La jeune romancière Cécile Coulon, dont le dernier opus, « Une bête au Paradis », a paru récemment aux Éditions de l’Iconoclaste, nous parle de son attachement au monde rural.

Depuis quelques années, on remarque un certain engouement du milieu éditorial pour tout ce qui touche à la Terre, à la nature et au sauvage. À chaque rentrée paraissent de nombreux ouvrages qui trahissent ce désir de se rapprocher du monde « sauvage ». Tout se passe comme si la nature était en vogue aujourd’hui. Comment expliqueriez-vous cet enthousiasme ?

Je crois que l’abandon des zones rurales, leur progressive désertification politique et démographique a laissé le champ libre à l’écriture. Les campagnes sont devenues des champs d’imagination et de création incroyables : des lieux à investir en littérature. C’est le polar qui s’est emparé de ce sujet en premier, et à sa suite – comme ce genre gagnait en légitimité aussi – une grande partie de la littérature contemporaine.
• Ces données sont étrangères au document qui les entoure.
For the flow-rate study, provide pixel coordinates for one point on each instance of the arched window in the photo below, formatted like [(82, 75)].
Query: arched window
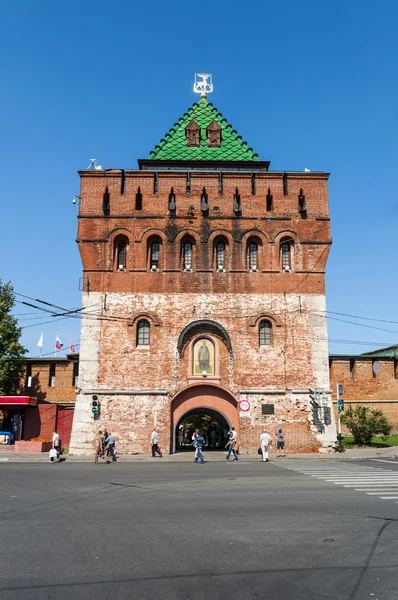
[(121, 254), (253, 256), (220, 256), (286, 256), (187, 256), (265, 333), (143, 333), (203, 362), (155, 256)]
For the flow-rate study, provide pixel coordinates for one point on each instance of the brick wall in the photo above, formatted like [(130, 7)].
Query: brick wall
[(64, 390), (137, 386)]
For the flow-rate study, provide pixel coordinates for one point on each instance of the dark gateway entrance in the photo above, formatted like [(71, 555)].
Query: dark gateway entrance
[(213, 424)]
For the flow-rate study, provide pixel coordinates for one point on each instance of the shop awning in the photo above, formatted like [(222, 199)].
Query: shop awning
[(15, 401)]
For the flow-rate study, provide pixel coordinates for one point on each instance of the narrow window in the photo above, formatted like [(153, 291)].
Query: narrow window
[(253, 253), (286, 259), (143, 333), (352, 369), (220, 256), (214, 134), (106, 200), (302, 204), (375, 368), (121, 255), (220, 182), (154, 256), (265, 333), (75, 376), (138, 200), (51, 376), (253, 183), (269, 201), (193, 134), (28, 375), (172, 201), (187, 256), (237, 203), (285, 188)]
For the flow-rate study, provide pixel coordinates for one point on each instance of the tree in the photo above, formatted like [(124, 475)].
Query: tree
[(12, 353), (364, 422)]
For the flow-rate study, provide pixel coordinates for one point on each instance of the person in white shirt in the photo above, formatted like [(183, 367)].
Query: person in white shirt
[(266, 441), (155, 443), (56, 441)]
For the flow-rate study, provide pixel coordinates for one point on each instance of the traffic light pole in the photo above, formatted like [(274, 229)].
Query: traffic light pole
[(339, 436), (338, 410)]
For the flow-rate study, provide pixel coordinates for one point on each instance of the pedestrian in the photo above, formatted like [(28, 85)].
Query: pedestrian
[(266, 442), (280, 442), (56, 443), (110, 448), (99, 448), (200, 440), (180, 438), (155, 444), (232, 444), (194, 444)]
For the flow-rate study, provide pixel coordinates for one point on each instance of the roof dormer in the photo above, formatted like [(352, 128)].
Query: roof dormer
[(214, 135), (192, 132)]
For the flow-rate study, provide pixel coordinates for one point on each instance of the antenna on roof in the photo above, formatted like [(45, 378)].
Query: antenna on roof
[(203, 84), (93, 166)]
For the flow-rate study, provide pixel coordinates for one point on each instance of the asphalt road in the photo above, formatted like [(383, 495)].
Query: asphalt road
[(214, 531)]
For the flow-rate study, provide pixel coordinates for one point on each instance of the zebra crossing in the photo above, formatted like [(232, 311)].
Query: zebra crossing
[(372, 481)]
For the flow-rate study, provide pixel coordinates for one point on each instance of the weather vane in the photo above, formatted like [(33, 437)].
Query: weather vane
[(203, 84)]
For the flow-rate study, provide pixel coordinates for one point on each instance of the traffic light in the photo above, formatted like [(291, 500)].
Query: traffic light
[(94, 404)]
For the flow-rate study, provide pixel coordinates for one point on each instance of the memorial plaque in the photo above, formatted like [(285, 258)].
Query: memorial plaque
[(327, 415)]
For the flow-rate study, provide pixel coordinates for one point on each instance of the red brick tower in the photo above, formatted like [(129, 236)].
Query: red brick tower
[(204, 294)]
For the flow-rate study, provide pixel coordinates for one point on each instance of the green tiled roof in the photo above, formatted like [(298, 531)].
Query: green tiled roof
[(174, 144)]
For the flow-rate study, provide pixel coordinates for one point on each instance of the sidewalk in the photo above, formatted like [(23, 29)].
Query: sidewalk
[(358, 453)]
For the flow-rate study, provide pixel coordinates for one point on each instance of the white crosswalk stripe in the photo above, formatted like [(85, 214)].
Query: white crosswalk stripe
[(372, 481)]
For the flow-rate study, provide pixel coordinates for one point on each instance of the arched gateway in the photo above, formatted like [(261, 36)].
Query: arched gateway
[(203, 399)]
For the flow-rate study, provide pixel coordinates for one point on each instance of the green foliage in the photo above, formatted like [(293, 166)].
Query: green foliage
[(11, 352), (364, 422), (385, 441)]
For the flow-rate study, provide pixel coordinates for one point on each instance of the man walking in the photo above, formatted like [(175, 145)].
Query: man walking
[(110, 448), (155, 444), (200, 440), (280, 442), (56, 442), (266, 441), (232, 443), (99, 450)]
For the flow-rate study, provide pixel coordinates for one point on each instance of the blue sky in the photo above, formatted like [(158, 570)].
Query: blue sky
[(308, 84)]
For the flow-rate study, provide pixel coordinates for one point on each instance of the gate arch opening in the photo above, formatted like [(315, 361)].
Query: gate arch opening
[(212, 423), (207, 407)]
Mais l’intérêt est général, pas seulement littéraire ou artistique. Les auteurs s’attachent en fait à écrire ce souci écologique qui traverse notre époque. Comme la question écologique est médiatiquement et politiquement au premier plan, c’est tout à fait logique qu’elle resurgisse en littérature, au cinéma, dans la peinture.
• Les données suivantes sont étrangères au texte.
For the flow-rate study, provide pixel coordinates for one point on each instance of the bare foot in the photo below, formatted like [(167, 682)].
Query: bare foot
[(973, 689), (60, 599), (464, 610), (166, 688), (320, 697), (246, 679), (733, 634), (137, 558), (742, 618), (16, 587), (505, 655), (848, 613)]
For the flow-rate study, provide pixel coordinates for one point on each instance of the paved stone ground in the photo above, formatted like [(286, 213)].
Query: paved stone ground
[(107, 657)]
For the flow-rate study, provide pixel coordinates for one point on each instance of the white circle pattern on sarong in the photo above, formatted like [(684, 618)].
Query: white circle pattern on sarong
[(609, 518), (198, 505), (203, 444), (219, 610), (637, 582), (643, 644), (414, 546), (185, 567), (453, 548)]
D’ailleurs les lecteurs français ont depuis assez longtemps une sorte de fascination pour la littérature américaine des grands espaces : le succès de maisons comme Gallmeister, qui « cartonnent » en ne publiant que du nature writing, le prouve bien. En France, le roman de terroir ne se lit pourtant plus vraiment, alors même qu’il adopte le même angle d’écriture. Comme s’il suffisait de traverser l’océan pour qu’un sujet soit moins désuet : une sorte d’exotisme occidental, en somme. Peut-être commence-t-on à se dire qu’il n’y a pas besoin d’aller aussi loin : il n’y a pas de raison que les histoires d’Auvergne soient moins intéressantes que celles du Connecticut.
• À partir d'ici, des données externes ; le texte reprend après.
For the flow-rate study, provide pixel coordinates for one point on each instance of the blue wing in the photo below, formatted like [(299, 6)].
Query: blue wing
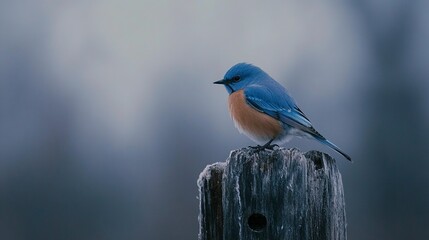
[(275, 102)]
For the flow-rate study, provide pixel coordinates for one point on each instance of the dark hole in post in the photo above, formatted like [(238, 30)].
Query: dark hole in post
[(257, 222)]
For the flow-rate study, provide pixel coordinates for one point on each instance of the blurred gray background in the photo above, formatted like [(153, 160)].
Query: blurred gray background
[(108, 112)]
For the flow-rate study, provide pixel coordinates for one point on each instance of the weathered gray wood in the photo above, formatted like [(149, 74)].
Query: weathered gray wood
[(280, 194)]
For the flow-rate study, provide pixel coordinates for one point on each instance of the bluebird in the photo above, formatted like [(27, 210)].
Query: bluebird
[(262, 109)]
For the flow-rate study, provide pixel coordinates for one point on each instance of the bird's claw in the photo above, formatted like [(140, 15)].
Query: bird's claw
[(259, 148)]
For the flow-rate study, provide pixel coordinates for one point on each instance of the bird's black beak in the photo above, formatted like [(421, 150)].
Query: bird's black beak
[(222, 81)]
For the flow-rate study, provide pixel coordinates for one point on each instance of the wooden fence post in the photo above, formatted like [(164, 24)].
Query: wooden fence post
[(280, 194)]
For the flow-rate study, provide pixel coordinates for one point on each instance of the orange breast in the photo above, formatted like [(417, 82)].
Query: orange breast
[(255, 124)]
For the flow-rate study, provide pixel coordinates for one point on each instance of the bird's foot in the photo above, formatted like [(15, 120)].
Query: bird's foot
[(259, 148)]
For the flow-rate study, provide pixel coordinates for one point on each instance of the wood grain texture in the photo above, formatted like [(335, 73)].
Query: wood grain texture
[(281, 194)]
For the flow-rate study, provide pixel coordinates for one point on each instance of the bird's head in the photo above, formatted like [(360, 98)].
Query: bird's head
[(241, 75)]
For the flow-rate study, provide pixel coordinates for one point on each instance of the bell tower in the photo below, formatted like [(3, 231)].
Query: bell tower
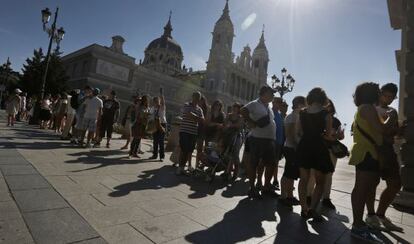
[(260, 60), (221, 54)]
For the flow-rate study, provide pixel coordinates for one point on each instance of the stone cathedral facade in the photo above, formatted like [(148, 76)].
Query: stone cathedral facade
[(227, 77)]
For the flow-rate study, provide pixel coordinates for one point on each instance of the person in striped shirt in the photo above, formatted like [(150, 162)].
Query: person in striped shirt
[(192, 115)]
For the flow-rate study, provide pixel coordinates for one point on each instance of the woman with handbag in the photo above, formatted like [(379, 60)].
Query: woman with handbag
[(126, 121), (368, 131), (139, 122), (313, 153), (338, 134)]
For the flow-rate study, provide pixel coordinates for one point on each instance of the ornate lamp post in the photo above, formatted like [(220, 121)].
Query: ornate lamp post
[(3, 84), (284, 86), (55, 35)]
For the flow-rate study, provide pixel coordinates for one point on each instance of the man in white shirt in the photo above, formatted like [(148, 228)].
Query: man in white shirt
[(390, 171), (93, 110), (262, 137), (160, 121), (291, 171)]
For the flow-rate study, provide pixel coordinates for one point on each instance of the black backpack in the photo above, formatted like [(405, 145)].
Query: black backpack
[(74, 103)]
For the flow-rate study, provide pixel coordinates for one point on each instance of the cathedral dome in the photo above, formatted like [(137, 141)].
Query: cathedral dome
[(166, 42), (164, 54)]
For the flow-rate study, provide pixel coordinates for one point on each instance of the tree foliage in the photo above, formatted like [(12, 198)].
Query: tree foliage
[(33, 70), (8, 77)]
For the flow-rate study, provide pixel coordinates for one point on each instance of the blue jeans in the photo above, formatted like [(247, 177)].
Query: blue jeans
[(158, 143)]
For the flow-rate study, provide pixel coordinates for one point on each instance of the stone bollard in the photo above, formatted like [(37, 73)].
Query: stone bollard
[(173, 138)]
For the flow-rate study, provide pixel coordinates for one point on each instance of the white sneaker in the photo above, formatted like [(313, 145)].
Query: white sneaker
[(373, 222), (179, 171), (386, 222)]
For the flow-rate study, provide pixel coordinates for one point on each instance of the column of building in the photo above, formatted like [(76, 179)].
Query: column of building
[(405, 13)]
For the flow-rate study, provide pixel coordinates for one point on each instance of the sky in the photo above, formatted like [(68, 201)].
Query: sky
[(333, 44)]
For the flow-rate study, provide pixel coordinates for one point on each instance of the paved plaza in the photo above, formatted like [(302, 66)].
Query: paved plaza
[(53, 192)]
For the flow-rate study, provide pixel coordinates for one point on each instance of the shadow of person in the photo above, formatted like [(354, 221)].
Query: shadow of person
[(292, 228), (250, 219), (165, 177), (236, 189)]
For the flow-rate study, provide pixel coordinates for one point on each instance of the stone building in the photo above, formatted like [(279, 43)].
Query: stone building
[(402, 18), (226, 78)]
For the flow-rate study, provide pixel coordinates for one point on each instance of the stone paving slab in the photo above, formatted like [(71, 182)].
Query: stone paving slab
[(39, 199), (58, 226), (26, 182), (17, 169), (14, 231), (12, 226), (167, 227), (123, 234)]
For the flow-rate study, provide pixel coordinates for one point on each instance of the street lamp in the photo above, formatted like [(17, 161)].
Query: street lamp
[(3, 84), (55, 35), (284, 86)]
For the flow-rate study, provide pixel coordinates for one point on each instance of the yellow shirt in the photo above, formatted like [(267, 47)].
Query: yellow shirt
[(362, 145)]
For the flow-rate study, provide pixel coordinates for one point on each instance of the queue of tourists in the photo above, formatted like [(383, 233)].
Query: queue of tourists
[(308, 139)]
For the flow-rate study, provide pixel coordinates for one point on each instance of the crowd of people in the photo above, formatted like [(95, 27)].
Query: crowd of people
[(308, 138)]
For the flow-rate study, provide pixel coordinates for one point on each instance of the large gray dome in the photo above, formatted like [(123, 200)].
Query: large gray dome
[(166, 42)]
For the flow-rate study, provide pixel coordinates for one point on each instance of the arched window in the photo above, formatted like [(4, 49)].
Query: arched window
[(218, 38), (256, 63)]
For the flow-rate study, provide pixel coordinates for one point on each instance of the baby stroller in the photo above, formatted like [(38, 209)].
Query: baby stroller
[(217, 156)]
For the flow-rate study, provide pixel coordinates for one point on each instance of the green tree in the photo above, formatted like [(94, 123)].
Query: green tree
[(8, 77), (33, 71)]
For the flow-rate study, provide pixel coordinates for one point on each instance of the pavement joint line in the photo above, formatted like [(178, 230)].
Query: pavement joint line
[(98, 200), (37, 188), (44, 210), (133, 227), (184, 202), (100, 183), (88, 239)]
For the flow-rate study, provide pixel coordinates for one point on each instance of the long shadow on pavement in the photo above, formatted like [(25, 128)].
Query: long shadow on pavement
[(100, 158), (165, 177)]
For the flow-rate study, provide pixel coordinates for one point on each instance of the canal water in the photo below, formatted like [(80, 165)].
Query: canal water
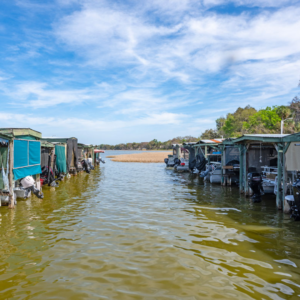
[(139, 231)]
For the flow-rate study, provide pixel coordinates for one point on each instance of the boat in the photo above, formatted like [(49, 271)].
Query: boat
[(212, 173)]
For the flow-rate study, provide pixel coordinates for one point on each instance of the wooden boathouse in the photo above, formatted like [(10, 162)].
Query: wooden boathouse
[(24, 156)]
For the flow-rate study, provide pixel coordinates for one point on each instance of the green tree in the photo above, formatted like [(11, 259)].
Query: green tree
[(264, 121), (209, 134)]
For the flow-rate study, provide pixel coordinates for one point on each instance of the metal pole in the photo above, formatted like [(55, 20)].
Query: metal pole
[(279, 176), (241, 147), (10, 175), (245, 177)]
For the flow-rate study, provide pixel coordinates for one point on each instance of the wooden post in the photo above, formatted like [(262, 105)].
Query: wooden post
[(222, 170), (10, 175), (241, 147), (286, 147), (279, 176)]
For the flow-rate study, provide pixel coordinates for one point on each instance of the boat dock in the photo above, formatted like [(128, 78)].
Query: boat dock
[(28, 162)]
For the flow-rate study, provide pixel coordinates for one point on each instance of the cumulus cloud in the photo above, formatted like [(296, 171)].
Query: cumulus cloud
[(156, 62)]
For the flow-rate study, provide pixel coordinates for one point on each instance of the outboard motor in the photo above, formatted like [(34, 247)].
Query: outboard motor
[(295, 207), (28, 185), (177, 161), (254, 182)]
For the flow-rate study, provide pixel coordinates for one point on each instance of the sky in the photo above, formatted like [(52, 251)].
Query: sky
[(119, 71)]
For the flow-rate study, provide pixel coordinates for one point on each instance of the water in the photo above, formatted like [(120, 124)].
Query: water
[(138, 231)]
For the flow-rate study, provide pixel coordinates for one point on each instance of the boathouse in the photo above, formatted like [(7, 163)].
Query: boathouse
[(71, 151), (24, 156), (210, 149), (264, 151)]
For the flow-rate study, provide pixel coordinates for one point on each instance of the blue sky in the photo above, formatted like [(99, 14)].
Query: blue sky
[(130, 71)]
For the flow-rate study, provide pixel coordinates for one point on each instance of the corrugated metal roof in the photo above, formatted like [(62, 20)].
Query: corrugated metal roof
[(212, 141), (267, 135)]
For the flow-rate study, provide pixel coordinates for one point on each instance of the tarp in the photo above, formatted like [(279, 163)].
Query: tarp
[(27, 158), (72, 154), (61, 162), (292, 157), (3, 162)]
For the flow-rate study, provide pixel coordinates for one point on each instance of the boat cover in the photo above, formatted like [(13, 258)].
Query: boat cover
[(99, 151), (61, 162), (3, 163), (292, 157), (27, 158)]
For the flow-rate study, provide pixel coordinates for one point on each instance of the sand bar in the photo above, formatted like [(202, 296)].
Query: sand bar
[(145, 157)]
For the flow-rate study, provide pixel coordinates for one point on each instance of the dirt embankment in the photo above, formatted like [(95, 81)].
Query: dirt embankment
[(145, 157)]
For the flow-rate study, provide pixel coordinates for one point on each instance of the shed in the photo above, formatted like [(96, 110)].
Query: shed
[(257, 151), (71, 151), (210, 148)]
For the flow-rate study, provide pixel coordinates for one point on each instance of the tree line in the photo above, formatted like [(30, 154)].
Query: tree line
[(243, 121), (248, 120)]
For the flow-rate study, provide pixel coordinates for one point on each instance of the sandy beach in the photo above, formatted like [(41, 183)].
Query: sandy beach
[(146, 157)]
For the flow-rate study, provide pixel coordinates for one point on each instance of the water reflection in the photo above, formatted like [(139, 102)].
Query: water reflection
[(138, 231)]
En parallèle à ce retour littéraire à la campagne, ne pourrait-on pas parler aussi d’une lassitude à l’égard de l’urbain ?

Je pense qu’on a épuisé la ville, et que la ville nous a épuisés en tant que lecteurs. À force de la raconter de toutes les façons possibles, on a développé une envie d’autre chose. Cette espèce de « retour à la terre » se nourrit d’ailleurs complètement de ce sentiment de trop-plein : on a trop écrit la ville, maintenant c’est son revers qu’on a envie d’explorer. Tout à coup, tout le monde se demande ce qu’il se passe dans la forêt, dans les champs... Des auteurs qui ont toujours écrit dessus se retrouvent maintenant sous les feux des projecteurs, beaucoup plus qu’avant en tout cas : Marie-Hélène Lafon, Franck Bouysse, Pierre Bergounioux, Marie Rouanet… On s’empresse de dire « qu’ils avaient raison », on les appelle « précurseurs », mais ça n’est pas qu’ils étaient là avant les autres : ils écrivent sur ce qui est important pour eux.

Dans vos  livres, même s’ils se développent tous dans des espaces ruraux, on a pourtant l’impression que la nature n’est pas un sujet, dans le sens où vous ne développez que peu sa description : elle apparaît davantage comme un cadre où développer idéalement vos histoires.

Je l’utilise comme un contexte, un paysage. Ce ne sont pas des romans contemplatifs, mais des histoires. Il me semble que mes enquêtes se situent toujours dans des endroits hors de la ville parce que c’est un terrain de jeu relativement libre, et parce que je ne peux écrire que sur ce qui m’émeut. Or, j’ai grandi dans ce genre d’endroits, j’y retourne tout le temps, mes livres se plaisent à ce genre d’espaces quelque peu délaissés, silencieux.

Vos livres sont d’ailleurs loin de la lenteur contemplative qu’on associe à ces espaces.

D’une certaine façon, mes histoires désobéissent au lieu où elles prennent corps. Mes romans, en tout cas, adoptent un style brut et un rythme nerveux parce je cherche à écrire ce qu’il y a sous ce calme et cette tranquillité du monde rural. Je veux montrer au lecteur que ce n’est pas parce qu’on est dans un espace silencieux que les eaux souterraines ne sont pas troubles.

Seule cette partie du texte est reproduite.